The most commonly reported adverse effects are generally mild and include shivering/chills, diarrhea, abdominal pain, hyperthermia, nausea, vomiting, flatulence, constipation, dyspepsia, headache, breakthrough bleeding, and menstrual irregularity. Less reported mild side effects include syncope, lethargy, weakness, and vertigo. 

Moderate to severe reactions are less common and include hypotension, sinus tachycardia, fetal bradycardia, uterine contractions and pain, vaginal bleeding, edema, myocardial infarction, uterine rupture, cervical laceration, fetal death, teratogenesis, pulmonary embolism, anaphylactoid reactions, and thrombosis. 

The most frequently encountered side effects include self-limiting diarrhea and abdominal pain, thought to be secondary to exposure to the misoprostolic acid released during its metabolism. The basis for this line of reasoning is the observation that symptom severity tends to correlate with misoprostolic acid’s peak plasma concentration.[1]

Fever and chills are relatively common and thought to be secondary to the effect of prostaglandin on the hypothalamus. These mild side effects occur most commonly when misoprostol is administered in relatively large doses, such as to treat postpartum hemorrhage.[8] 

Congenital defects correlate with exposure to misoprostol in early pregnancy. However, no data shows misoprostol to be directly related to embryotoxic/fetotoxic or teratogenic effects. Mutagenetic studies have been negative. Defects appear to be due to a decrease in fetal blood supply during contractions induced by misoprostol. Additionally, there seems to be a relationship between the time of exposure and the range of defects observed. The most common defects are in the central nervous system and limbs. Mobius syndrome also correlates with misoprostol exposure.[8]

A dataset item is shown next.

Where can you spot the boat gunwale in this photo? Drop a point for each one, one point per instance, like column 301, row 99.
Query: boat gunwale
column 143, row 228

The use of prostaglandins in cervical ripening correlates with an increased risk of tachysystole, non-reassuring fetal heart rate, and fetal hypoxemia.[6]

There is a risk for uterine rupture with misoprostol use. This risk tends to be highest when misoprostol is used for labor induction in the third trimester, especially in conjunction with other risk factors such as previous caesarian section. Rupture is rare during a first-trimester medical abortion using misoprostol. However, as with all uterine ruptures, there is a risk for subsequent uterine infection.[8]

Misoprostol is contraindicated in those with previous allergic reaction or hypersensitivity to prostaglandin. Those at risk for gastric ulcers secondary to NSAID use and are pregnant should not take misoprostol given the adverse effects reported during pregnancy.

Besides allergic reactions, there are no absolute contraindications for misoprostol's gynecologic and obstetric indications given the lack of society-approved guidelines for these uses. Contraindications are relative to the drug's desired effect and should be individualized depending on each patient's risk factors. For example, given the increased risk of uterine rupture, those with previous caesarian sections should not take misoprostol to induce a medical abortion.[9]